As the story goes, Narcissus, the son of a river God, was a handsome young fellow who caught sight of his own reflection in a pool of water and fell in love with it, not realising it was merely an image. There are several versions of what happened next, none of which end well for Narcissus: Ovid has him committing suicide when he realises his love can never be addressed, while other tellers say he drowns in the rock pool, or simply wastes away. The basic point is the same…
During the early part of the 20th century, psychoanalysts like Otto Rank and Sigmund Freud became interested in the concept. In Freud’s paper ‘On Narcissm’ of 1914 he suggests that what he calls ‘primary narcissism’ is actually a normal part of human nature: the energy that that comprises each person’s survival instincts.
Since this blog is about advaita vedanta, our starting point for an investigation into Narcissus must be that the individual we take ourselves to be does not exist. There is only one thing in this Universe which is Consciousness itself and it is the veiling of this knowledge that is the root cause of all psychological suffering. But what is the nature of this veiling? How is it that pure Consciousness – all that is – takes part in this play as a pure egoless newborn baby, a toddler with a rapidly developing sense of self, an adult with an abiding sense of independent existence and finally, in the case of an awakened mind, a return to knowing itself as Pure Being. Although, on the Absolute level, Consciousness never once does anything but remain itself, there is an apparent forgetting of its own nature and, in some cases, a remembering again. It is this apparent forgetting that seems relevant here. Because the way Consciousness appears to forget itself is with the apparent falling in love with a self Image: one of it’s infinite faces mirrored back at it in the reflective pool of a human form. This gives the Narcissus myth a whole new spin which is that the story tells not of a human falling in love with himself, but Consciousness falling in love with its own creation.
Although neither traditional advaita teachings nor Buddhism make any concession to the existence of a self of any kind, the work of psychiatry and the various therapies of the mind generally take the existence of that self as starting point. Freud’s theory – widely accepted today – is that people are born without a basic sense of self, but through the experiences that occur during infancy and early childhood gain what is known as ego, or a sense of self. Jaques Lacan, a post-Freudian psychoanalyst, took this theory a little further. In 1936 he described how at some time between six and eighteen months, the baby sees its image, generally in a mirror, and realises that what it is seeing is somehow itself. “This recognition causes great confusion as the pre-linguistic infant struggles with its first identity conflict. Crucially, with the boundary-formation of identity comes separation, and the image is perceived as distinct Other. Separation also creates a sense of loss and a lifelong desire to regain the jouissance of the connected wholeness.”(1)
Reading this, I felt a deep resonance with these theories of mind for although Freud, Lacan and all the rest of them go off at wild tangents quite soon after these preliminaries, the sense of a basic separation as the starting point for all human striving comes through very clearly in their work. Lacan is saying “The mirror separates us from our selves. In order to recognize myself, I have to be separate from my self.”(1) He is also saying that once we feel separated from ourselves, we suffer as a result. And that we constantly yearn to return to our original innocence.
This is rich material from the perspective of Advaita or non duality. One might say that when the baby decides that what it sees in the mirror is itself is the moment at which duality arises. And duality – the sense that there is a ‘me’ and a ‘world’ as two distinct things – is synonymous with suffering or in Sanskrit avidya, meaning ignorance or delusion. As soon as one is seperate, one is mortal, with a beginning and an end, and therefore with everything to lose.
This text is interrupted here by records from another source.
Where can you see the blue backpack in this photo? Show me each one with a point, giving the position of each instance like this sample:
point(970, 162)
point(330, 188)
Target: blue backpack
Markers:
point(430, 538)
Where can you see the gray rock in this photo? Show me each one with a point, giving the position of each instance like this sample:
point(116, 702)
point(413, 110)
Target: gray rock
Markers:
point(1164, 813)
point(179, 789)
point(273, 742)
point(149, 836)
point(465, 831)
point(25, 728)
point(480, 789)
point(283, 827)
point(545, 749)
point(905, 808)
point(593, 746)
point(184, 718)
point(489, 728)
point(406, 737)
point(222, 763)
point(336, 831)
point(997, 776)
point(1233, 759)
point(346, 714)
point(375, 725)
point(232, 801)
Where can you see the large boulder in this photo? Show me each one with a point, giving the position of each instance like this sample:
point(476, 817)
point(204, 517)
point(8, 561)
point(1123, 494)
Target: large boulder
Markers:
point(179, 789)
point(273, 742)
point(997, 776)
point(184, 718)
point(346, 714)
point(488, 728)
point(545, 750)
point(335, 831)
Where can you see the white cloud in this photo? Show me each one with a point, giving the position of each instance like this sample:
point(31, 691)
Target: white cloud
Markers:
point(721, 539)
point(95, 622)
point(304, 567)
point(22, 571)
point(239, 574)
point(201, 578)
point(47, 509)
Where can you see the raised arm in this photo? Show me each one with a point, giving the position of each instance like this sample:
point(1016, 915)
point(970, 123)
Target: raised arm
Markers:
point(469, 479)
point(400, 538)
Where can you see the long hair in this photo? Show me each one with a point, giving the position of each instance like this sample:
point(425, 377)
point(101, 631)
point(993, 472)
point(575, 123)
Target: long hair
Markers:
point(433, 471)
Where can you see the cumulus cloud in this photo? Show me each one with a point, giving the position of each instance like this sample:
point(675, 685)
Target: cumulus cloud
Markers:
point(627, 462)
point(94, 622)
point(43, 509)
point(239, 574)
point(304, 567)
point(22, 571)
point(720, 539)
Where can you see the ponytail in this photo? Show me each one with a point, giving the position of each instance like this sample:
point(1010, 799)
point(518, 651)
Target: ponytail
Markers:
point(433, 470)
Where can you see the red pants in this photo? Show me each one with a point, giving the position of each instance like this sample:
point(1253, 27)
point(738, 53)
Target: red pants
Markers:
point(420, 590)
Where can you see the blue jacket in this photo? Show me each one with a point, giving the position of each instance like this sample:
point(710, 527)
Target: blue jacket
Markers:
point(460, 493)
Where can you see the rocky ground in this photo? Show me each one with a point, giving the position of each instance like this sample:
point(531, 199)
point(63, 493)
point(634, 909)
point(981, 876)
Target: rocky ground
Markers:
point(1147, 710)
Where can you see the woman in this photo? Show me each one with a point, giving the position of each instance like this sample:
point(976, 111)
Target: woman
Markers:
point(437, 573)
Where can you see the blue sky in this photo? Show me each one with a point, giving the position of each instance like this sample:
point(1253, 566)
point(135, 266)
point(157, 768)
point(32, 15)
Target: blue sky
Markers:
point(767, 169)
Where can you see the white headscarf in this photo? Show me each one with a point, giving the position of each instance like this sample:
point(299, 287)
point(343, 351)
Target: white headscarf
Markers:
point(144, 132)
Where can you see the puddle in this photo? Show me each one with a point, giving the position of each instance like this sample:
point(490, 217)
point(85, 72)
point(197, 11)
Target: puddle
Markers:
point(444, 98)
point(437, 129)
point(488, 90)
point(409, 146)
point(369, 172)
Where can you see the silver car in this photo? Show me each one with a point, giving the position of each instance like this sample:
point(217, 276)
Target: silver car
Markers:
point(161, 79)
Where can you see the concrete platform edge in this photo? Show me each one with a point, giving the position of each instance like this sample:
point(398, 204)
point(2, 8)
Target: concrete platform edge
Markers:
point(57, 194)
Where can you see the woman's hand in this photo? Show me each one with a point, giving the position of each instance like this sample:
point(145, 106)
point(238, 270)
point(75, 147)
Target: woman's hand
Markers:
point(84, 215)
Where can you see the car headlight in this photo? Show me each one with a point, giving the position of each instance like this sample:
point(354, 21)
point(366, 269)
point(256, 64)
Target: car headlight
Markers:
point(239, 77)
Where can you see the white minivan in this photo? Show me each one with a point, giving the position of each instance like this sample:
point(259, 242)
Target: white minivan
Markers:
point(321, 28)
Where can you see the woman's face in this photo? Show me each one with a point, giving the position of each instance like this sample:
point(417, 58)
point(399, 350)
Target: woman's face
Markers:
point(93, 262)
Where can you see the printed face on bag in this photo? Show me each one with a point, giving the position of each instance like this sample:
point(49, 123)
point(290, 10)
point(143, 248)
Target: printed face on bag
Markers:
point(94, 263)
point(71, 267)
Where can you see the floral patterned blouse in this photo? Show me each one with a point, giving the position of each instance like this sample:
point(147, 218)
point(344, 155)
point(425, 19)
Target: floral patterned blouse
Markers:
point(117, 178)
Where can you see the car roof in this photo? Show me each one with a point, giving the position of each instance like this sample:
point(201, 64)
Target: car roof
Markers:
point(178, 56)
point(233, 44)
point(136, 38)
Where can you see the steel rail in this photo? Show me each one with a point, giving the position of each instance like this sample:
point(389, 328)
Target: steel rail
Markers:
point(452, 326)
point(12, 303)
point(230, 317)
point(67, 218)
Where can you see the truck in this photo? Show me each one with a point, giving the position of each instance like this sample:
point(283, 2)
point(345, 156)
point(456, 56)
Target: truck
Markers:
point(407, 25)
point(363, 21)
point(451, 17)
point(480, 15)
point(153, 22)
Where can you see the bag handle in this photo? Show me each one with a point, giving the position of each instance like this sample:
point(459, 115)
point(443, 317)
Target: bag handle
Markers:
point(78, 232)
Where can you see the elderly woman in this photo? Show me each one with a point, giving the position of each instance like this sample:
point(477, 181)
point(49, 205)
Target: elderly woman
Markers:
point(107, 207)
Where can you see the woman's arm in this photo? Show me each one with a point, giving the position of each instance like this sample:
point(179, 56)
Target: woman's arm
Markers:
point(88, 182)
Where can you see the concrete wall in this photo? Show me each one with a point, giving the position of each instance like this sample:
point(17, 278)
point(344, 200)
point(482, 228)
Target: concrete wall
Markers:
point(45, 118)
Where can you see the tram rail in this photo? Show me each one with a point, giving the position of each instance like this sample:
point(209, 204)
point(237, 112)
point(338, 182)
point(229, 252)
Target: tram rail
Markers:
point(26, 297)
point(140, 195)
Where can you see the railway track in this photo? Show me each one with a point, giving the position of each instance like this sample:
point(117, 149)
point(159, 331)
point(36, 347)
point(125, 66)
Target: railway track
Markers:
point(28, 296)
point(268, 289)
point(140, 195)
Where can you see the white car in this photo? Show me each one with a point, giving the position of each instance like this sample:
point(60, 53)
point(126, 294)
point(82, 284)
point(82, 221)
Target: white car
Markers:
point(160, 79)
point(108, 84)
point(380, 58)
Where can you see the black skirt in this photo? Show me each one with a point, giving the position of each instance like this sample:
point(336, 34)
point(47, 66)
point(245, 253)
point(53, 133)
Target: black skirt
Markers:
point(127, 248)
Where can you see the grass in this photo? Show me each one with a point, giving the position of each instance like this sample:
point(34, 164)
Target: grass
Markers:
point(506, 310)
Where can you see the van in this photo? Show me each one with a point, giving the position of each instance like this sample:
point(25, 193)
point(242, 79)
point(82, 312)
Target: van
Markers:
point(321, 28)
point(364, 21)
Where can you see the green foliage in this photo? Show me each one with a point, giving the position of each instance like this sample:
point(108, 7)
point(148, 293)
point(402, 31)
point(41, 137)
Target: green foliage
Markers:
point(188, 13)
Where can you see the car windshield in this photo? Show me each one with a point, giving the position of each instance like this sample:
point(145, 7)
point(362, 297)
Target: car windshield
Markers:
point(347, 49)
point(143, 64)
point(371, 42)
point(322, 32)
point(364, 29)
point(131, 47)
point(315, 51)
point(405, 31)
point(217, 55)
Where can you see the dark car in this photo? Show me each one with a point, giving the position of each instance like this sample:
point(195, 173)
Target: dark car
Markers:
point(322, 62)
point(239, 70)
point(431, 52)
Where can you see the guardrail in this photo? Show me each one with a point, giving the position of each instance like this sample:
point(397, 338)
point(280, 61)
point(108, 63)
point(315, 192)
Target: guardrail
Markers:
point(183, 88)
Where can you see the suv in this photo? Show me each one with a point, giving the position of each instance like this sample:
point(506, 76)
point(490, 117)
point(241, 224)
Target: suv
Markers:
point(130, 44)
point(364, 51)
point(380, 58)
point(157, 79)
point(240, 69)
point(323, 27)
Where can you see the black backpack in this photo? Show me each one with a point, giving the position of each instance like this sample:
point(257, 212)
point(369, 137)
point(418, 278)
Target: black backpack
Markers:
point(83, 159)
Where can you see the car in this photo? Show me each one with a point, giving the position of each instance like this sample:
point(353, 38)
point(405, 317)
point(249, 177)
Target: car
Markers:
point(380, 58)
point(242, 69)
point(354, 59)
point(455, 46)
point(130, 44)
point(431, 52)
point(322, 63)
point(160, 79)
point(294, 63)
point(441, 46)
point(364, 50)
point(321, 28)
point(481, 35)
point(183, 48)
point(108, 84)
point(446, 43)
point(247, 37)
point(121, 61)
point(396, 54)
The other day I had an interesting conversation with the parent of two young children, who said to me how strange she found it that every time her daughter got upset she had to go and look at herself in the mirror. Another friend agreed with her: she said it had become such a problem in her house that they’d had to tape brown paper over the oven because the child would stand in front of it for ages gazing at itself, especially during moments of distress.
All this fascinates me. Could it be that for young children, whose ego shells are newly formed, the onset of suffering provokes a memory, or some intuitive sense that ‘maybe this body isn’t me after all?’ Staring into the oven door, are they struggling to reconcile the image of what they see with the idea of the ‘me’ which contains their unhappiness?
In my own life, I had a severe car accident some 15 years ago which resulted in severe facial injuries. Bizarrely, the hospital I was put in also followed this practice of covering the mirror with brown paper so that, once I could walk to the bathroom myself, I would not be confronted with the horror of my own image. I can still remember the moment they deemed it safe for me to look again. Staring into the mirror at this absurdly swollen and broken face, there was sense that the face in the mirror was a total stranger. Yet it simultaneously seemed very clear that, despite the accident, ‘I’ was absolutely intact. Years later, after a long journey of discovery through Advaita, I realise that this was perfectly true.